She liked it, too, but she wouldn’t admit it. Not now. Not ever.
With a knowing smile, he carried her into the house and up the stairs. At her chamber door, he let her body slide intimately against his own as he set her on her feet. “Goodnight, fair Bryony,” he murmured. “I will summon Mrs. Mulgrew and have her bring you some supper.” And with that, he vanished from her sight.
Bryony stood there for a long time, staring at the place where he had stood, before she went into her bedchamber and closed the door behind her, feeling more lost and confused than she had ever been before. She wanted desperately to go home and yet, perversely, she couldn’t abide the thought of leaving Stefan, of never seeing him again.
Stefan’s mother had concocted a potion that allowed him to be active for long periods of time during the day, should the need arise. Stefan had rarely used it. For one thing, it tasted vile. For another, he preferred the darkness. But perhaps Bryony would be less afraid of him if she spent time with him during the day instead of always by night. Most humans instinctively felt safer when the sun was up. Perhaps she wouldn’t see him as such a monster if they went riding or shopping or walking in the afternoon. He didn’t have much faith that it would make a big difference but at this point, he was willing to try anything to ease her fears and make her see him as a man and not a monster, though monster was what he was. What he always would be.
Bryony stared at Stefan in open-mouthed surprise when he joined her as she was finishing lunch the following afternoon. He wore black trousers and a black shirt, open at the throat. She couldn’t ever remember seeing him when the sun was high in the sky. What was he doing here now?
Sitting in the chair opposite hers, he smiled at her as if it was perfectly normal for him to be there in the middle of the day.
“What… How…?”
“Do you wish me to leave?”
She hesitated a moment, then shook her head. Not until he explained his noonday appearance.
“Is there anything you would like to do today, fair Bryony? Besides go home,” he added, knowing that would be her first request.
“I thought you couldn’t be awake during the day?”
“I can if I wish.” He had hoped she would see him as a man; instead, she wanted to question the vampire. “But I prefer the night.”
“Why?”
Why, indeed? Hunting was better, prey more easily taken in the dark. But he couldn’t tell her that. “It is my nature to be awake during the night.”
“Why are you awake now?”
“I wanted to be with you when the sun was up.”
She regarded him suspiciously for a moment. “Did you think it would make me forget what you are?”
He grunted softly. She was more insightful than he thought. “I hoped it would make me seem less foreign, less frightening.”
“I don’t think anything could do that,” she replied candidly. “I don’t know how anyone can spend time with you and not sense the invisible power that sets you apart from everyone else.”
“Most people do not sense it if I do not want them to.” He stared at her, his eyes narrowed thoughtfully. “But you felt it right away.

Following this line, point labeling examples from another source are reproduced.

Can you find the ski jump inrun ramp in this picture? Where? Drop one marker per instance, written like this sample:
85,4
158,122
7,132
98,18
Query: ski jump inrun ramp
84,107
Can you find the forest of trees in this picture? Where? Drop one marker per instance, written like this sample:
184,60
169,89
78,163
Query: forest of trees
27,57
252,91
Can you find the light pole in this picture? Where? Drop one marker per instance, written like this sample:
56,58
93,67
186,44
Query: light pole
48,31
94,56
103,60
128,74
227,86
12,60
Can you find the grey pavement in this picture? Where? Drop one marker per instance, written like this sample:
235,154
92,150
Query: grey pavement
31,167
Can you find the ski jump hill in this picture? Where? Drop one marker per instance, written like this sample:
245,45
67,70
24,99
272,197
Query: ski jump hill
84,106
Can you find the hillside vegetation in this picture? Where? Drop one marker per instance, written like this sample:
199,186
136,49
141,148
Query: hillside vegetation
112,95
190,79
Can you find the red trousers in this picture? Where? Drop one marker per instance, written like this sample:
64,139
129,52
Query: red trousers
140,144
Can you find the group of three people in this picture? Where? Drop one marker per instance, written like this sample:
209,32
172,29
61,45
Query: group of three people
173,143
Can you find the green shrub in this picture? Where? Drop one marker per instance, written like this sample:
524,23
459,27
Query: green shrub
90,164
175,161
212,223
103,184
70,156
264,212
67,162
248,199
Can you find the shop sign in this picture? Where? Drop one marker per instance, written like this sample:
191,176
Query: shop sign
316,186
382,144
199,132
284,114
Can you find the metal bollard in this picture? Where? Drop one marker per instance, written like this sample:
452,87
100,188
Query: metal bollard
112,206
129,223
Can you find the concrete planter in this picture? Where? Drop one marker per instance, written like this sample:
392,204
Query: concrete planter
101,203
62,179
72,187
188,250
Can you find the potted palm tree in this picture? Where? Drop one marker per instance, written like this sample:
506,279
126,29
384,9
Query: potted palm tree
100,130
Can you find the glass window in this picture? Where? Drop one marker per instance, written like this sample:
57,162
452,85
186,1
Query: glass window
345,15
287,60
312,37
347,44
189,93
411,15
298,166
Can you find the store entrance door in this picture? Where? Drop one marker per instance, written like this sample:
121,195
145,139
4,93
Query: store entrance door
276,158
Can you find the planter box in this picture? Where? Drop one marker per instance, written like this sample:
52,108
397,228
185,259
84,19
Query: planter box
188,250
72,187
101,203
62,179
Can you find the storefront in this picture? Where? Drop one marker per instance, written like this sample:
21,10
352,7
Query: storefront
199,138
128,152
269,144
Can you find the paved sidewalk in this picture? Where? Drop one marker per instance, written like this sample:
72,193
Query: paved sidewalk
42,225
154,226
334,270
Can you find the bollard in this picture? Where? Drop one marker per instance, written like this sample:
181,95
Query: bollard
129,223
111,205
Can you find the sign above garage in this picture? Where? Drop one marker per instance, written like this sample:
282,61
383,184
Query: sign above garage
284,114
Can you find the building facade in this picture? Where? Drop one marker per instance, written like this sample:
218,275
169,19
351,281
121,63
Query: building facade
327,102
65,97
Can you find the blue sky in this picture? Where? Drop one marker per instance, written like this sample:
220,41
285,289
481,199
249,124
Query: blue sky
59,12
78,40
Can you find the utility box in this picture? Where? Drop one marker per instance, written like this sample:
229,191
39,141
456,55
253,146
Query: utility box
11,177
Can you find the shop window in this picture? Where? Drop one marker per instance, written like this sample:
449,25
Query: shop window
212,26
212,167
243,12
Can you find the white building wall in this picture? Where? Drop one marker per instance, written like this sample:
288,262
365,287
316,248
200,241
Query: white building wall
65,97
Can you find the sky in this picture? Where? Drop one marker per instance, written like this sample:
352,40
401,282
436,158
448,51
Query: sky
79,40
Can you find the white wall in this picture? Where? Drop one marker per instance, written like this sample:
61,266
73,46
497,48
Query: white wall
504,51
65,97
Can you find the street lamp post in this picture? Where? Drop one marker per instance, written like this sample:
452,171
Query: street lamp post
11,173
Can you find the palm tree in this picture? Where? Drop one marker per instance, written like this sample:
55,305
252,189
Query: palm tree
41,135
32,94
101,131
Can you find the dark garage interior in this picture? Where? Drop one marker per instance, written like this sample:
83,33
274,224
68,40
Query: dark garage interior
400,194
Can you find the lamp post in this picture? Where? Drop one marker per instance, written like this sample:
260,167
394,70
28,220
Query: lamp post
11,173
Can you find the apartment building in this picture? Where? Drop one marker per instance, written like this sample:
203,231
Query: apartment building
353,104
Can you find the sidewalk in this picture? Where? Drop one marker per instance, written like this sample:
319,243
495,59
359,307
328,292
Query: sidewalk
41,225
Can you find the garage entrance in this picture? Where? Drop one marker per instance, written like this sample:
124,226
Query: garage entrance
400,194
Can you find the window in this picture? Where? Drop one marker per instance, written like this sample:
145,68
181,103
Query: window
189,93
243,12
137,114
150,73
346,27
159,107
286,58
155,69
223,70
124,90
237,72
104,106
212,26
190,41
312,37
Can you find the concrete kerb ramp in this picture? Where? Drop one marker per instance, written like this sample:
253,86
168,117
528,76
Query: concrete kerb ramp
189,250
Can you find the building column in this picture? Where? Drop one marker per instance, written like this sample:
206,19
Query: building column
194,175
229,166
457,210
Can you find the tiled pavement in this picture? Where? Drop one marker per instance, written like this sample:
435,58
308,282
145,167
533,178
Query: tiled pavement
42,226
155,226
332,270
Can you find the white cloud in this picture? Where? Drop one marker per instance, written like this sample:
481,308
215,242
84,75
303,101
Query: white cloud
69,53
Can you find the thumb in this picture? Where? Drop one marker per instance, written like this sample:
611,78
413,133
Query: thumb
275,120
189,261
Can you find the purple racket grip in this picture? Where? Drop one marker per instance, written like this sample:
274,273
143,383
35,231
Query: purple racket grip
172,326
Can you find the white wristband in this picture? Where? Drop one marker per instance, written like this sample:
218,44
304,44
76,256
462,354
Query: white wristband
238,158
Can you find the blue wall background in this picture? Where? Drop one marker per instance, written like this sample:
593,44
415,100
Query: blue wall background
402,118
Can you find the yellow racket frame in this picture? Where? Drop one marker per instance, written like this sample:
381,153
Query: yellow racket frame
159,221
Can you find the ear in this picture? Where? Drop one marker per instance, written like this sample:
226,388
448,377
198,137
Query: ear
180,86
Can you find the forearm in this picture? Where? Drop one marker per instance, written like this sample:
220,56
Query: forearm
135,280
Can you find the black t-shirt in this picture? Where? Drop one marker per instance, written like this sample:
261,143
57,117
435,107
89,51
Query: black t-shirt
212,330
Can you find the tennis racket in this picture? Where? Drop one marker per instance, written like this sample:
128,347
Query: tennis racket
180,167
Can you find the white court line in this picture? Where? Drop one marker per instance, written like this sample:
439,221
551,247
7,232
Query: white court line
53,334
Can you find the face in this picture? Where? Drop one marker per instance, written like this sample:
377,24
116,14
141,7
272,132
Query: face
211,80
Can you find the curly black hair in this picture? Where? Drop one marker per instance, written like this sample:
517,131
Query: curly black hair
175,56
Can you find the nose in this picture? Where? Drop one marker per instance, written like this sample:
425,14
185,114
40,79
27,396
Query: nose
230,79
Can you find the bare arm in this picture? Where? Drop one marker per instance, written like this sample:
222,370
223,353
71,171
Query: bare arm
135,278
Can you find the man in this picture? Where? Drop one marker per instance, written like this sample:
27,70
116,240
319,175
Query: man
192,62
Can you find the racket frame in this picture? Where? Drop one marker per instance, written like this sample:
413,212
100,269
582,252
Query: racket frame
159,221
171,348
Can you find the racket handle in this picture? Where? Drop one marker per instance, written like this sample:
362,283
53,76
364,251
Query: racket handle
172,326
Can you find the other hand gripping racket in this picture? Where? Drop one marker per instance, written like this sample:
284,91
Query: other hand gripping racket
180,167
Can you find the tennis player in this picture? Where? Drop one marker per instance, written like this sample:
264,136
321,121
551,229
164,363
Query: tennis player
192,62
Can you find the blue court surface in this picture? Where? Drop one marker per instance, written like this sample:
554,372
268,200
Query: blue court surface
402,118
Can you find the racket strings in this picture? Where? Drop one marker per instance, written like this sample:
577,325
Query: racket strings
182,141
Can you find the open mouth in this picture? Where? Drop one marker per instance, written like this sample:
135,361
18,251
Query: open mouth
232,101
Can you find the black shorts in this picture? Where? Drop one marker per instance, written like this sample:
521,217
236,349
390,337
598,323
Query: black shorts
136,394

It is most peculiar.”
“Do you ever eat anything?”
“No.”
“Because you can’t? Or because you don’t want to?”
“I cannot digest solid food.” He swore under his breath. Perhaps meeting with her in the daytime had been a mistake. All it had done was provoke more questions he would rather not answer.
“Do you sleep in that coffin?”
“No.” He had, centuries ago, but he saw no need to tell her that. Or mention that he did so while she slept in his bed.
“Then why do you have it? Is…is there someone in it?”
“No, fair Bryony,” he said, stretching his legs out in front of him. “It is only a box, nothing more.”
She looked doubtful, but nodded. “How do you get from one place to another so fast?”
“I merely think about where I wish to be and I am there.”